L. Power held a band saw patent from 1885.

It may be significant that the Atlantic Works band saw patents date so much earlier than the Goodell & Waters and L. Power band saw patents.

Of the other saws in this group of saw that are not four footed, and are cast iron with non-cast iron wheels the J.A. Fay concern held band saw patents dating from 1868 to 1878 (this is discounting the 'reissued patent of 182 and 1863 which is actually for a scroll saw feature and is discussed above) and the Baxter D. Whitney firm held band saw patents dating from 1872 to 1875.

It seems that the distribution by date of band saw patents for the five shops that produced machines on our list of band saws that are not four footed, and not cast iron with cast iron wheels falls into two periods, an early and a late, with three firms - Atlantic Works, J.A. Fay, and Baxter D. Whitney—holding patents issued between 1868 and 1878 and the other two firms - Goodell & Waters and L. Power—holding patents issued in 1883 to 1885.

A complete chronological list of the band saw patents of all these firms in this group in this time period (from the 1860’s until the late 1880’s) is as follows:

Jun. 16, 1868J.A. FayJohn Lemman
Jun. 7, 1870 Atlantic Works John Richards
Jun. 28, 1870 Atlantic Works William H. Thorne
Apr. 25, 1871 Atlantic Works John Richards
Sep. 19, 1871 J.A. Fay William H. Doane
Nov. 14, 1871 J.A. Fay William P. McKee?
May. 7, 1872 Baxter D. Whitney Baxter D. Whitney
May. 14, 1872 Baxter D. Whitney Baxter D. Whitney
May. 21, 1872 J.A. Fay William H. Doane
Apr. 8, 1873 Baxter D. Whitney Baxter D. Whitney
May. 19, 1874 J.A. Fay William P. McKee?
Jul. 13, 1875 Baxter D. Whitney Baxter D. Whitney
Aug. 14, 1877 J.A. Fay George W. Bugbee
Mar. 19, 1878 J.A. Fay Francis Clark
Sep. 4, 1883 Goodell & Waters William G. Vernon
Aug. 26, 1884 Goodell & Waters Louis T. Pyott
Sep. 1, 1885 L. Power Louis T. Pyott

A look at this record shows 1), a very substantial set of early patents granted to the non-Philadelphia makers (i.e. J.A. Fay and Baxter D. Whitney) 2), a very early set of patents granted to the Atlantic Works, and 3), a later set of patents—in fact all in the third decades of the 1880’s in this group - granted to the other two Philadelphia makers Goodell & Waters and L. Power.

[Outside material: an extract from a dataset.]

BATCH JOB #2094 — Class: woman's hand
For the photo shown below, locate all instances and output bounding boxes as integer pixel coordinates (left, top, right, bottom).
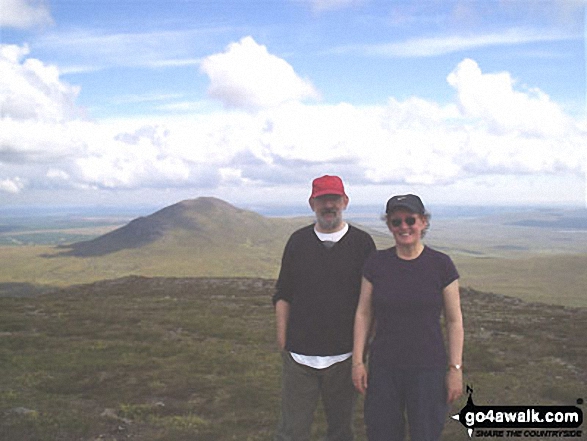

It is interesting to note that one inventor or designer, Louis Pyott, had his work patented for both of the Philadelphia firms of Goodell & Waters and L. Power. John Richards, of course was patentee for inventions and designs held by several firms including J.A Fay and the Atlantic Works, though only the Atlantic Works during this time period.

The start up dates of these five manufacturers of wood working machinery is—so best as can be determined—this:

1837Baxter D. Whitney
1847 J.A. Fay
1867 L. Power
c. 1869 Goodell & Waters
c. 1869 Atlantic Works

From this it is quite clear that—beyond the immediate question of band saw dates of manufacture—the three Philadelphia firms were begun as business enterprises in a very few years in a quite different time period than the New England and the mid-Western firm.

That these three Philadelphia firms started operations at the beginning of the period of the manufacture of the commercially successful band saw machine may be pertinent.